As previously reported Moscow authorities, unusual for the breadth of the capital of the southern Syrian woodpecker began to nest in Moscow in the Bitsev forest. The staff of the Bitsev Forest managed to find a young woodpecker, who probably was born in Moscow.
“The advance of this southern species to the north may be due to climatic changes, and in recent decades scientists have observed the dispersal of a number of species of animals and plants to more northern latitudes,” Kalinicheva said.
According to her, the Syrian woodpecker in the capital will have to change its food: unlike its northern brethren, this species prefers insect larvae of fruit bones – cherries, apricots, plums. In addition, hollows he builds mainly on fruit trees with softer wood.
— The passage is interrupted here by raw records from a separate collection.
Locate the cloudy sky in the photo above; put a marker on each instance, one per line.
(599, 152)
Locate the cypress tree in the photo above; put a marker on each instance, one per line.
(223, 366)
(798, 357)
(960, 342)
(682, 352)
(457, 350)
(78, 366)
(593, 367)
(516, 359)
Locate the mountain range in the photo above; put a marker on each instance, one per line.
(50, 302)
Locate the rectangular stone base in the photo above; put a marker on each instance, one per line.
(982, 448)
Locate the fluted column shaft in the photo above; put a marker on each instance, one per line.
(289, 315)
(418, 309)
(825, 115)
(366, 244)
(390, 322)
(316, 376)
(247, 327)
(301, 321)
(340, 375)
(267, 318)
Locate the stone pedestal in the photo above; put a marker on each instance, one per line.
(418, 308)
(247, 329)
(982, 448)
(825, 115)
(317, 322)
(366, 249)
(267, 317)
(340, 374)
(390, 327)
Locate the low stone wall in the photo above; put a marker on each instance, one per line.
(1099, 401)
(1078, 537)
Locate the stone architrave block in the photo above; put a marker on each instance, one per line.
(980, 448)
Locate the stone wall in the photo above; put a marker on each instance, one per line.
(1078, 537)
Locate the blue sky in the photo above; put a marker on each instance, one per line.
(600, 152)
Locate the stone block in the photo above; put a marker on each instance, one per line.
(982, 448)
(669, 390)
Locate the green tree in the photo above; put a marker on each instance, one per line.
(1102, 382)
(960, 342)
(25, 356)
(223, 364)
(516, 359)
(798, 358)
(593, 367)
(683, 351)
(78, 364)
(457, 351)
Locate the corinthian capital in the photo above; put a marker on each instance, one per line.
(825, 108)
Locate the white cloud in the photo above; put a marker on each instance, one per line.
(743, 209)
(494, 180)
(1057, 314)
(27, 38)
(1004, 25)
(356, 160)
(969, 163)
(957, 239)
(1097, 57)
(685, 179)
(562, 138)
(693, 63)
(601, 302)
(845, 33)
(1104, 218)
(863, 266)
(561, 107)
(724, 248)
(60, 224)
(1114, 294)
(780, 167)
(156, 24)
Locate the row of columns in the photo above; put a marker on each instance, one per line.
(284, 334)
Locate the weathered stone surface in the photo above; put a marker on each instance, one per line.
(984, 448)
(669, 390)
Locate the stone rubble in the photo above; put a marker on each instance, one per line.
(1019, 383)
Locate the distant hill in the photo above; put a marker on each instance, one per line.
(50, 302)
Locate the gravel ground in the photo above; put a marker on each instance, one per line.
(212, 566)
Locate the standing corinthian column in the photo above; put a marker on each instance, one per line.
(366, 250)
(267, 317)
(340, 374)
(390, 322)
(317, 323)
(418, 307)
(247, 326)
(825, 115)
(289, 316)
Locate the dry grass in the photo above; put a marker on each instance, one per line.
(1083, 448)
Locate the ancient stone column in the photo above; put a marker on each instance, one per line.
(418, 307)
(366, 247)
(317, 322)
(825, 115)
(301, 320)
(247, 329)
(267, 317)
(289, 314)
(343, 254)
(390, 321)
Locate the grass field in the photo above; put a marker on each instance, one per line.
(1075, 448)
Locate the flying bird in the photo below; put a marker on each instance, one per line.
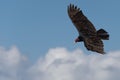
(91, 37)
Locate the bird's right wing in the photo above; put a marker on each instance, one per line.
(94, 44)
(80, 21)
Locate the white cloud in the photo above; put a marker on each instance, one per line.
(60, 64)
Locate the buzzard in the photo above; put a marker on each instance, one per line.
(91, 37)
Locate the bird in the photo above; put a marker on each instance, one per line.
(88, 34)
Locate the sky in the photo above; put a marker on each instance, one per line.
(37, 37)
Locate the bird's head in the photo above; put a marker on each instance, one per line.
(77, 40)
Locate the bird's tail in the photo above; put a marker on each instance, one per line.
(103, 34)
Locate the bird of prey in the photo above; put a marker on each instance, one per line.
(91, 37)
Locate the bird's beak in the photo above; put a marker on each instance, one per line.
(75, 42)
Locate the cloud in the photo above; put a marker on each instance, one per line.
(60, 64)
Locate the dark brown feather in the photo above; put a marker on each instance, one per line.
(86, 29)
(80, 21)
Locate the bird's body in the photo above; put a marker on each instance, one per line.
(87, 33)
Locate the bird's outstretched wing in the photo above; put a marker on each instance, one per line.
(94, 44)
(80, 21)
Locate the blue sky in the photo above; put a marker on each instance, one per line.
(35, 26)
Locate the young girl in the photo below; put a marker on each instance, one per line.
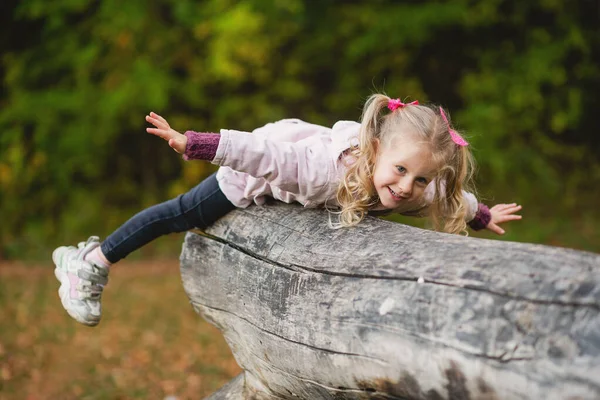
(403, 158)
“If the employees of Bitsevsky Park met a young bird born in Moscow, that is, it is reasoned to assume that both she and her parents were fully adapted to feeding our insects and cones, and for the nest we chose ready-made hollows of a large motley or white-backed woodpecker,” – the representative of the fund specified.
At the same time, Kalinicheva noted that this woodpecker was noticed by scientists a year ago in Losiny Island. Despite the name, the Syrian woodpecker is not a “refugee” at all and has Russian “citizenship”: its area includes the south of the Bryansk, Voronezh, Volgograd regions, as well as the Rostov Region, the Krasnodar Territory and Kalmykia.
Syrian woodpeckers can be recognized by higher and soft cries, and the “drum roll” is twice as long as those of other woodpeckers. Birds nest in hollows, hollowing out each year a new one. Most often their houses can be found at a height of one to six meters. About half of the diet of the bird is plant food, and favorite delicacy is stone fruits.